Nette Zugaben sind die abrufbaren Interviews, das Quiz, die anwählbaren Szenen mit bestem Sourround-Ton und die Produktionsnotizen. Zu den etwas blassen Features gehört das „Musik im Film“-Special – was aber nur die Filmmusik-Freunde stören dürfte. Schließlich kann man sich auch noch an drei unterschiedlichen Film-Trailern satt sehen. Angeboten hätte sich noch ein Feature, dass auf die Kürzungen in der Kino-Version eingeht und Szenen vorher/nachher enthält. Aber auch so gibt es in Sachen Bonus-Material (Supplement) überwiegend Positives zu melden. Ach, und bevor ich es vergesse, die DVD 1 bietet mindestens ein „Hidden-Feature“: Die „Goofs“ (Unstimmigkeiten im Film) befinden sich im Menüpunkt „Credits“. Allen Interessierten sei daher die sich auch durch günstiges Preis-Leistungsverhältnis auszeichnende Sleepy-Hollow-DVD-Edition nachdrücklich empfohlen.
Fazit:
Tim Burtons Film-Adaptation einer amerikanischen Schauergeschichte des frühen 19. Jahrhunderts ist liebevoll und gekonnt modernisiert sowie mit zeitgemäßen Action- und Spannungselementen aufgepeppt worden. Der von skurrilen Figuren bevölkerte und sorgfältig inszenierte und auch sehr gut fotografierte Film ist jetzt in einer hervorragenden, üppig ausgestatteten MAWA-DVD-Edition erhältlich. Der Film wird in nahezu perfektem Bild und Ton präsentiert, und das auf einer separaten DVD vorhandene Bonus-Material bietet überwiegend informative Features.

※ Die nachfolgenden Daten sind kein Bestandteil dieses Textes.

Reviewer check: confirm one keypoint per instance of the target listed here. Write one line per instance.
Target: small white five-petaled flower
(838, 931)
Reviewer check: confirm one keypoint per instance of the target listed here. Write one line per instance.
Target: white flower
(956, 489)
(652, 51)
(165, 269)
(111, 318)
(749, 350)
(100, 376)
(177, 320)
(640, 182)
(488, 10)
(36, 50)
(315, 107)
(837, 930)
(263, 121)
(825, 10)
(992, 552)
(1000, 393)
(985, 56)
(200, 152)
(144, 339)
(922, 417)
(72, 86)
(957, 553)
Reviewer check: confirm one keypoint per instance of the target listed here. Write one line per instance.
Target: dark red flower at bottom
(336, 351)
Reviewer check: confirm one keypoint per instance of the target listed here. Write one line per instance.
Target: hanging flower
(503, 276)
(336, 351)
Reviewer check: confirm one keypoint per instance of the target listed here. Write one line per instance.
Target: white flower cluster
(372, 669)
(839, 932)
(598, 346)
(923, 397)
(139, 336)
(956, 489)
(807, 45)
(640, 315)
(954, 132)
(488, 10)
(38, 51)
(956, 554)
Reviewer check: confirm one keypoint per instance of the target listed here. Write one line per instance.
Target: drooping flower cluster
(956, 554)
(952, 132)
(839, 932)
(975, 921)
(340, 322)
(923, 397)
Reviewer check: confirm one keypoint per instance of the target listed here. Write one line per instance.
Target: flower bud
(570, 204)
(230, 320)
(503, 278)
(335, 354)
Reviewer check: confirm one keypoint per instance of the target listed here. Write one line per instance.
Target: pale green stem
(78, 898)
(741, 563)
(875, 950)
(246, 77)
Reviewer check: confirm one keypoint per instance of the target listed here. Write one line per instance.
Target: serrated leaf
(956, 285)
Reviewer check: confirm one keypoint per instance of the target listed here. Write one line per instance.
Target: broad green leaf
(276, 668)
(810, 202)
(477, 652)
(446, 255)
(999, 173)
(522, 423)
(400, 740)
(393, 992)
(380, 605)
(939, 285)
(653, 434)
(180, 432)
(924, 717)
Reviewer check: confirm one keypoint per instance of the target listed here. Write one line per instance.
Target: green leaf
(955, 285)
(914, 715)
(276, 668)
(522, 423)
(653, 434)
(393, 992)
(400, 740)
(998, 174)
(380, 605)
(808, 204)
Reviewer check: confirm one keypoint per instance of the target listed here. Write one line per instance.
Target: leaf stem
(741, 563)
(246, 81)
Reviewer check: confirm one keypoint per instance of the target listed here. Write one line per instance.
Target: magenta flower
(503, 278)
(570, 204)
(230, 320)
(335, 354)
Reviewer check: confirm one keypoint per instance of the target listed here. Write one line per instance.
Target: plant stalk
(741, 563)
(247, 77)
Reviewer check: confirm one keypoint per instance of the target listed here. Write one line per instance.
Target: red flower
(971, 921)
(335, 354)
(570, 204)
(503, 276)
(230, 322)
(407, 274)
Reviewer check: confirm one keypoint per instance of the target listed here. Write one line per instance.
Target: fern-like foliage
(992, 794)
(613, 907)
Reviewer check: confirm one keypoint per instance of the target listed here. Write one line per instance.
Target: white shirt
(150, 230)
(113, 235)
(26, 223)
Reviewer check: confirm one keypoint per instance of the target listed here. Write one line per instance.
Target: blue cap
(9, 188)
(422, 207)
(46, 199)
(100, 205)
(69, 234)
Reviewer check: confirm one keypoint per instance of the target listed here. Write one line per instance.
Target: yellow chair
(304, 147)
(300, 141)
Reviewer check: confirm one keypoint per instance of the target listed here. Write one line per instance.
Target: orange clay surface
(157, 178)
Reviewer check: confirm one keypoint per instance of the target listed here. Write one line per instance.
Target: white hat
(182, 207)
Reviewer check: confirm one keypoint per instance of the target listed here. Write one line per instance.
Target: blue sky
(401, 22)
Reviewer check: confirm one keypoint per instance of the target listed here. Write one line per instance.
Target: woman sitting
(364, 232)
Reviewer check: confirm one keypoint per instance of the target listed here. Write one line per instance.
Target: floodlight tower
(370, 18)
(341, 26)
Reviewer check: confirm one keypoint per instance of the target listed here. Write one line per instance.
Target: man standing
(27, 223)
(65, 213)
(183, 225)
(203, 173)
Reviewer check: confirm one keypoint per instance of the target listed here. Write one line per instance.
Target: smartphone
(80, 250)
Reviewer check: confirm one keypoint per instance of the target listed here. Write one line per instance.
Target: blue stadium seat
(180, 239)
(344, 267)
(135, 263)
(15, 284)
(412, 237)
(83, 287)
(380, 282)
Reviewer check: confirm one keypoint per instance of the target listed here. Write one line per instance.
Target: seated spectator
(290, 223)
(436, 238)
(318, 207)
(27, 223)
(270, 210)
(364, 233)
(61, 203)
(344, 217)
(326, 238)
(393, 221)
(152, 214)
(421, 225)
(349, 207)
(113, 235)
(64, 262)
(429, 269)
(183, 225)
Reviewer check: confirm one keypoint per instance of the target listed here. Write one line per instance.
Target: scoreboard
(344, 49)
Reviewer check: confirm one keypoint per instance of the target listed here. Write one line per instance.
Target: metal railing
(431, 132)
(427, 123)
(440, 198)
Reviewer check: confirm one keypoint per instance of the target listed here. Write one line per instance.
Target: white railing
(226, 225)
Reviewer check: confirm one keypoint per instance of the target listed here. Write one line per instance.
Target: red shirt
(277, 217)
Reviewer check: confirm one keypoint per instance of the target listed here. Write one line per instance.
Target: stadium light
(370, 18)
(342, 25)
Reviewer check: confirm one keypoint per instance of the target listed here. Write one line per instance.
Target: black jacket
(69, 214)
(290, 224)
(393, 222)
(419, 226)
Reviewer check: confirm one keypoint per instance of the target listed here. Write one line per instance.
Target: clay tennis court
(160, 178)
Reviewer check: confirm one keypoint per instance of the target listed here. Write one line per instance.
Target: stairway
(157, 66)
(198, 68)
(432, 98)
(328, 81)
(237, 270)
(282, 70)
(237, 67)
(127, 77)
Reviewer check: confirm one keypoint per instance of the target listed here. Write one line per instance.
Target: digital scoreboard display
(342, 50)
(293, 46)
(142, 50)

Sleepy Hollow ist sicher kein intellektueller Film, aber nahezu perfektes intelligentes Unterhaltungskino – eine gelungene, atmosphärisch dichte Gothic-Horror-Unterhaltung, die sich nicht ganz ernst nimmt. Danny Elfmans erstklassige Komposition rundet die Produktion wirkungsvoll ab. Es verbleibt eine nachdrückliche Empfehlung für die liebevoll gefertigte und insgesamt vorbildliche Edition. Auf weitere MAWA-Veröffentlichungen darf man gespannt sein!